This is the mail archive of the
glibc-bugs@sources.redhat.com
mailing list for the glibc project.
[Bug libc/322] New: Calling dcgettext(3) simultaneously sometimes causes segmentation fault.
- From: "maeda dot naoaki at jp dot fujitsu dot com" <sourceware-bugzilla at sources dot redhat dot com>
- To: glibc-bugs at sources dot redhat dot com
- Date: 12 Aug 2004 09:35:13 -0000
- Subject: [Bug libc/322] New: Calling dcgettext(3) simultaneously sometimes causes segmentation fault.
- Reply-to: sourceware-bugzilla at sources dot redhat dot com
Overview Description:
Calling dcgettext(3) simultaneously in multi-thread application
sometimes causes segmentation fault. However, it doesn't occur in
C or POSIX locale.
Steps to Reproduce:
1) Compile the following test.c with -lpthread and
generate a.out. (gcc test.c -lpthread)
2) Run test.sh
Segmentation fault occurs in several minutes.
---------- test.c
#include <string.h>
#include <pthread.h>
#include <locale.h>
static void *xxx(void *arg)
{
dcgettext("libc", "No such process", LC_MESSAGES);
}
main()
{
pthread_t tid1, tid2;
setlocale(LC_ALL, "");
pthread_create(&tid1, NULL, xxx, (void *)2);
pthread_create(&tid2, NULL, xxx, (void *)3);
pthread_join(tid1, NULL);
pthread_join(tid2, NULL);
}
---------
--------- test.sh
#!/bin/bash
ulimit -c unlimited
# Problem doesn't occur in C locale
export LANG=ja_JP.eucJP
while :
do
./a.out
if [ $? -ne 0 ]
then
echo "segmentation fault occured"
exit
fi
done
---------
Actual Results:
The test program crashed.
Expected Results:
The test program never cause segmentation fault.
Build Data & Platform:
glibc 2.3.2 on Linux 2.4.21
Additional Information:
dcgettext(3) and related subroutines _nl_find_domain() and _nl_load_domain()
have the following three race conditions.

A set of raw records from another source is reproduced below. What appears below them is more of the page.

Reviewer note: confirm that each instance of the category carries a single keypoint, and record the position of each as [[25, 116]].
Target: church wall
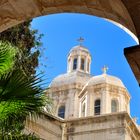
[[97, 128], [45, 127]]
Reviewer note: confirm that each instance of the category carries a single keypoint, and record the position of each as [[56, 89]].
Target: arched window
[[82, 64], [97, 107], [114, 106], [75, 64], [83, 109], [61, 111], [88, 66]]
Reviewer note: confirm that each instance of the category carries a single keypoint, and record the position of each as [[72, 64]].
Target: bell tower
[[79, 59]]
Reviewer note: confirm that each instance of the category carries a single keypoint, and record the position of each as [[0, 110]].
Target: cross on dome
[[80, 40], [105, 69]]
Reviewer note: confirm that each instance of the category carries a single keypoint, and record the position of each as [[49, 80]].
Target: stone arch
[[14, 12]]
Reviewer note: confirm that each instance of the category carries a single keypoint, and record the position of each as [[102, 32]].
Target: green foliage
[[7, 56], [25, 39], [20, 96]]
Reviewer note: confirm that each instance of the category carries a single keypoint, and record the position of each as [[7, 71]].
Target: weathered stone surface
[[125, 12], [133, 57], [118, 126]]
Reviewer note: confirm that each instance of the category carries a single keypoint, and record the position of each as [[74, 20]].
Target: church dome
[[79, 48], [105, 78], [70, 78]]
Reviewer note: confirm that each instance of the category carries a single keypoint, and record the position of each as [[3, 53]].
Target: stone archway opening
[[15, 12]]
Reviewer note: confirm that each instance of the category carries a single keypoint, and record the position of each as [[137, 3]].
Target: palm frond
[[7, 54]]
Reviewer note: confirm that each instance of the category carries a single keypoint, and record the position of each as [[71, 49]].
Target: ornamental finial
[[105, 69], [80, 40]]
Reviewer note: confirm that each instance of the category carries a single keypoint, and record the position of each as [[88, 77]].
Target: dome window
[[75, 64], [114, 106], [82, 64], [97, 107], [61, 112]]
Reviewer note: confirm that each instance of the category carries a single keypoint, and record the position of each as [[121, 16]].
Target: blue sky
[[104, 40]]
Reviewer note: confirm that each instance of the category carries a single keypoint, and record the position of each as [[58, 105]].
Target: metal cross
[[105, 69], [80, 40]]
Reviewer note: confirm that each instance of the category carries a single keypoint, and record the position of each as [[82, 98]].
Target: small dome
[[70, 78], [79, 48], [105, 78]]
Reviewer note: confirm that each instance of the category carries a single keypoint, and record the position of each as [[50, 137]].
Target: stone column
[[103, 101], [79, 62]]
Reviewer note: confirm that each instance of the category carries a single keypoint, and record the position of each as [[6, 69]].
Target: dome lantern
[[79, 59]]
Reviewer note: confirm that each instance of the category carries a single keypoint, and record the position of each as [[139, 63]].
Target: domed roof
[[105, 78], [79, 48], [70, 78]]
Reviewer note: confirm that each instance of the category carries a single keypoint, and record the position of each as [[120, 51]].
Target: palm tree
[[20, 96]]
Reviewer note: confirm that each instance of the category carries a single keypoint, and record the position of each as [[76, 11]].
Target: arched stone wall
[[13, 12]]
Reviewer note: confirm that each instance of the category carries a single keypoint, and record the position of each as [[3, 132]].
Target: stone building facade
[[86, 107]]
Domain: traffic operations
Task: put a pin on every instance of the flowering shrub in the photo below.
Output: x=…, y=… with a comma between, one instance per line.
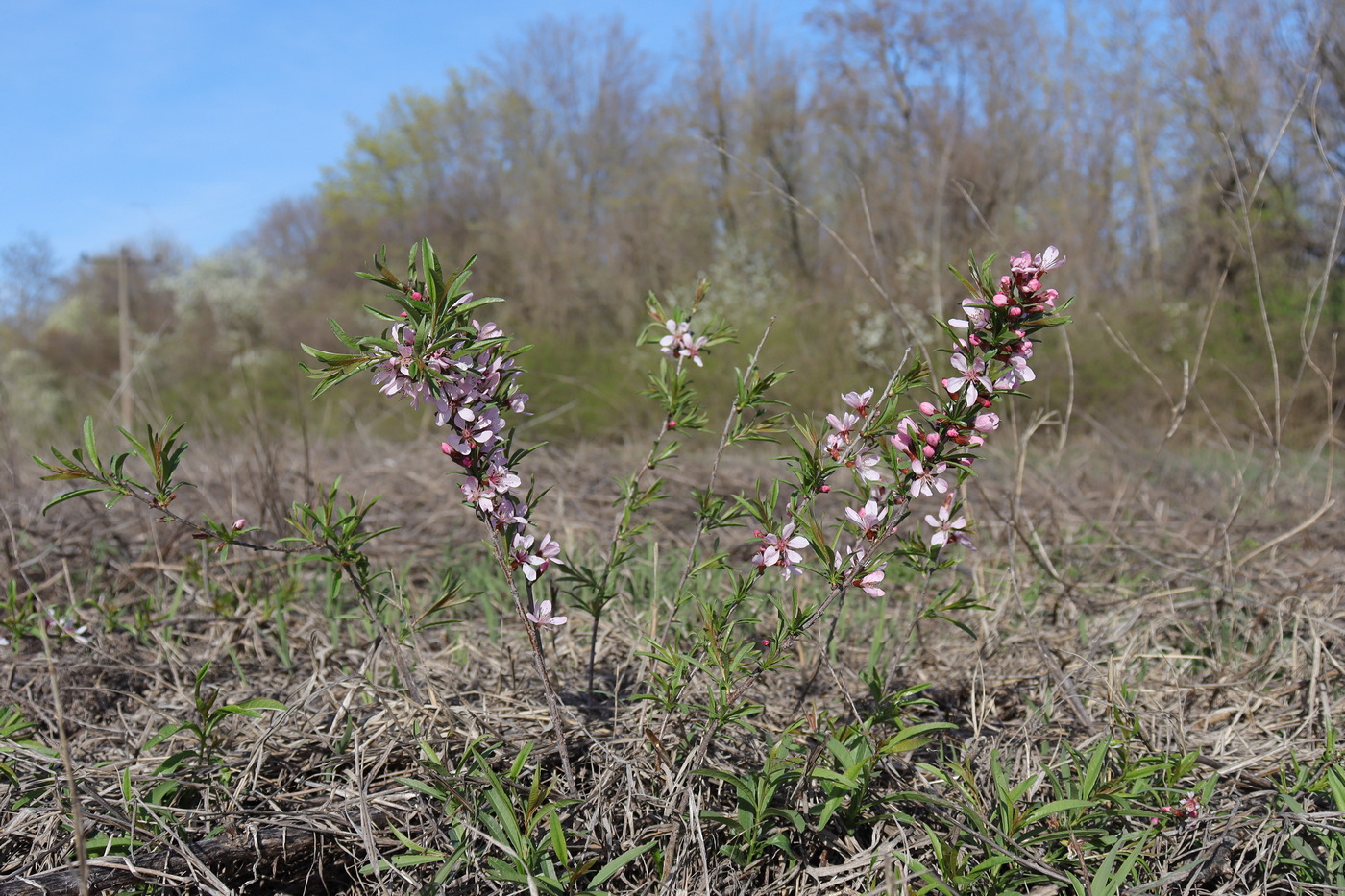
x=877, y=456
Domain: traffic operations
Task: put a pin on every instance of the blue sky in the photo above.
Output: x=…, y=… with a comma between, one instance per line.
x=131, y=118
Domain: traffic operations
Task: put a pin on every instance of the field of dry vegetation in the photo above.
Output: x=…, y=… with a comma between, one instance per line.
x=1157, y=623
x=1133, y=685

1) dcgettext(3) uses tfind() and tsearch() to manage translated cache, but
it is not locked. Although dcgettext(3) hold _nl_state_lock reader lock,
it can be run concurrently. When one dcgettext() is looking up the
translated cache with tfind(), it is possible that another dcgettext()
register new cache entry with tsearch(). This condition leads SIGSEGV.
Attached patch1 fix the problem by reader-writer lock, and calling tfind()
holds a reader lock, calling tsearch() holds a writer lock.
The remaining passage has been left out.